That would be me. With the frustrating results of fighting to achieve search-engine results that are comparable to the item being searched (best key lime pie doesn’t necessarily mean best ranking on the search engines) I feel the need to blow off some steam. Going on 12-years now, I have been making my key lime pie commercially, but my primary motivation to start making them was not with the intent to make a living for myself or to build a business. Close to 30-years ago I decided to start making key lime pie for myself and for my family and friends. Having grown up in South Florida, I became disenchanted with the offerings of key lime pie that were out there. The decision came from the school of thought “if you want something done right, do it yourself”.
I have always access to fresh key limes, so I just stuck to the basic five-ingredient recipe that had been the stronghold of key lime pie for decades. Not to impugn the amazing and wonderful, creative expression of pastry chefs and bakers who have made other versions of a key lime pie. What I was then and am now making is the classic, traditional, AUTHENTIC key lime pie. Graham cracker crust (crumbs and butter) and a filling made with sweetened condensed milk, egg yolks and fresh squeezed key lime juice. Keep it simple, stupid! As for the bottled key lime juice from concentrate, I’ve said it before… fine of you’re stripping paint or removing rust, but not in food!

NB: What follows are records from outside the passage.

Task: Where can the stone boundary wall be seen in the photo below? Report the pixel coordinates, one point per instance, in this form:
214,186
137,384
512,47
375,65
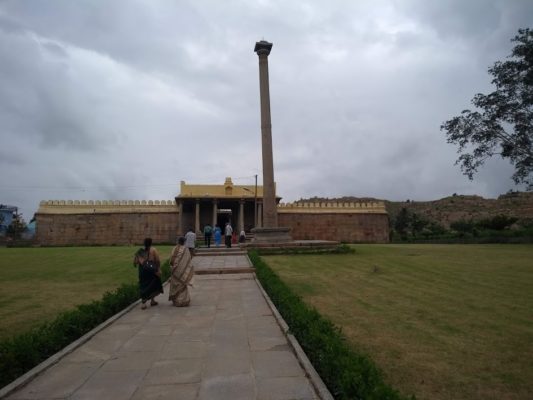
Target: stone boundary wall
106,206
343,227
128,222
332,207
105,229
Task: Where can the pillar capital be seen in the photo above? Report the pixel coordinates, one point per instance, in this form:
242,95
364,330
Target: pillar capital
263,48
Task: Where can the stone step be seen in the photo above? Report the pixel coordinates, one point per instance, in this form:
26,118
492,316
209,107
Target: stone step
224,270
219,252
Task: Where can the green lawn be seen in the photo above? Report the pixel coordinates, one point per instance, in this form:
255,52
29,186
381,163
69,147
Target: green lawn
441,321
38,283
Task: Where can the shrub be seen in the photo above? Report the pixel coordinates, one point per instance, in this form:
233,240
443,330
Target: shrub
21,353
347,374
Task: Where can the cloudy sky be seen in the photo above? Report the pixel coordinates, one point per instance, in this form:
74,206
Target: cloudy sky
123,99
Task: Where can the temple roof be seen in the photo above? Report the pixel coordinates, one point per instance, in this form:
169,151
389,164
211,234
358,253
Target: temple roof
227,190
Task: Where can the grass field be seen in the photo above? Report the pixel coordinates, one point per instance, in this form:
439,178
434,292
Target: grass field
441,321
38,283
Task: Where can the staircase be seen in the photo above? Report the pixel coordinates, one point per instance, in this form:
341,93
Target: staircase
235,250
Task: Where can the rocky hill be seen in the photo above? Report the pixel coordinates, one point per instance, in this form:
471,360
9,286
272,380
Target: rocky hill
457,207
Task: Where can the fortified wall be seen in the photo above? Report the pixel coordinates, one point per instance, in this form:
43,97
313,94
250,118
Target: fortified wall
61,223
344,222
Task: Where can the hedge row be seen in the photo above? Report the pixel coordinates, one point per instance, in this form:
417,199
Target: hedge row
347,374
22,352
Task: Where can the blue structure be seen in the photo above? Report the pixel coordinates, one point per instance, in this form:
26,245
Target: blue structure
7,217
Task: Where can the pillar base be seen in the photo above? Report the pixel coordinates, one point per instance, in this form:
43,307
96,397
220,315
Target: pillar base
271,235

So, fast-forward to my life in New York City, where I came up with the idea for Steve’s AUTHENTIC. Why not offer the Big Apple that same key lime pie, using the same basic fresh ingredients just as I did for my family and friends? If finding an authentic key lime pie was that difficult to do in Miami, it should have been even more difficult to find one up here. There might be a few problems with trying to sell people on the idea of authenticity; people might not know the difference or they might not care to pay for the quality. But I just stuck to my guns, and thankfully there were enough restaurant owners who were kind enough or cared enough about what they were serving their customers, they start buying my pies. I never had a business plan, I never had any investors, I never had any input from people in the know, I just made the best damn key lime pie I could with no compromise and tried to get it out there. It was sort-of that “field of dreams” theory, “if you build it, they will come!”
Never once did I even consider using anything else but the freshest ingredients I could. But confessions being confessions, I did have a period of time when I wasn’t using 100% fresh key lime juice. We were mixing fresh Persian lime juice with fresh key lime juice, and I was feeling some degree of guilt. The rest of the protocol was being followed and my customers never mentioned anything about a taste-difference (I don’t think the restaurateurs sample the product that often), but it did bother me that I was, in a way, cheating.

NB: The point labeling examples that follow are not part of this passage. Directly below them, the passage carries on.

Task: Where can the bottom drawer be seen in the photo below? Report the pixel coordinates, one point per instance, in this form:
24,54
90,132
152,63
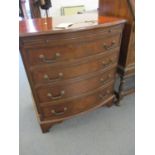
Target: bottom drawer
76,106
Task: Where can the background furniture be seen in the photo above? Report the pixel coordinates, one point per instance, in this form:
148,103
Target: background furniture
126,68
72,10
70,71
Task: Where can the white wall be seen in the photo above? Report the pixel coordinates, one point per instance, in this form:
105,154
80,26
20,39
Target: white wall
57,4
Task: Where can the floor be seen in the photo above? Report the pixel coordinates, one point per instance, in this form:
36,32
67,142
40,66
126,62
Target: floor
105,131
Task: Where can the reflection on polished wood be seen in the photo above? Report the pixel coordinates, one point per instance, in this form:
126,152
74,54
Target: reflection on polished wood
48,25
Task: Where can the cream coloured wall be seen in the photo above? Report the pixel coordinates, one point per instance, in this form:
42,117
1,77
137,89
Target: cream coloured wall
55,10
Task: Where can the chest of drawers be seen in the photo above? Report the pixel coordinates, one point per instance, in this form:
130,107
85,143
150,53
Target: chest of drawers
70,71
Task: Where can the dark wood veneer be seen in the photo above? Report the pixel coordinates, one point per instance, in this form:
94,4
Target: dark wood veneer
70,71
126,68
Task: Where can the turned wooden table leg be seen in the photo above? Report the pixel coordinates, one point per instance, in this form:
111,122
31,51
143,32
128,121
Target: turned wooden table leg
45,127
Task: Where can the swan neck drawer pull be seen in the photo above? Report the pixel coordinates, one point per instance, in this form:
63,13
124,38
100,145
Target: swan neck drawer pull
46,60
57,113
56,97
59,77
107,47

Back to the snob remark and relating it to the search engine results. Since selling my key lime pie online, I have become very aware of SEO (Search Engine Optimization) and very aware of the search engine results. It still remains an enigma, and certainly the results are not indicative of quality (as a result, I now find myself looking onto the 2nd and 3rd page of query returns). Somewhere on my site, I make reference to a key lime pie maker with his shop in (of all places) Key West. A number of years ago, he and I chatted on the street in front of his shop; he was nice enough to show me around a bit, he was an affable fellow who enjoyed sharing some key lime shop-talk. But when I complained about the raising cost of butter and the difficulty in juicing the key limes, admonished me to “use a pre-made crust” or “just use the bottled juice”. My thought went directly to my initial motivation to start making the pies to begin with, where is the integrity? Where is the devotion to doing one thing and doing it as well as you can, without regard to the bottom line?
My business has remained a small operation. I’ve had the visions of grandeur, and seen one other key lime pie maker (who like me, not in the state of Florida and is the other commercial bakery beside me to use fresh key limes) who started business about the same time I did. He has achieved a great deal of success and tremendous growth in his operations. Honestly, I had felt some degree of “defeat” after reading of his successes. No sour grapes here, I’m OK with where I am, and I assume that the day his pies are to be offered online, it will just be one-more search engine result to be in the horse race with everything else out there. I also wonder what compromises he might have made in order to have gone “big-time”.
The American Heritage Dictionary of the English Language, Fourth Edition, defines a snob as “One who affects an offensive air of self-satisfied superiority in matters of taste or intellect” Maybe purist is a better word. Still, my search engine results not where they should be, but my key lime pie is!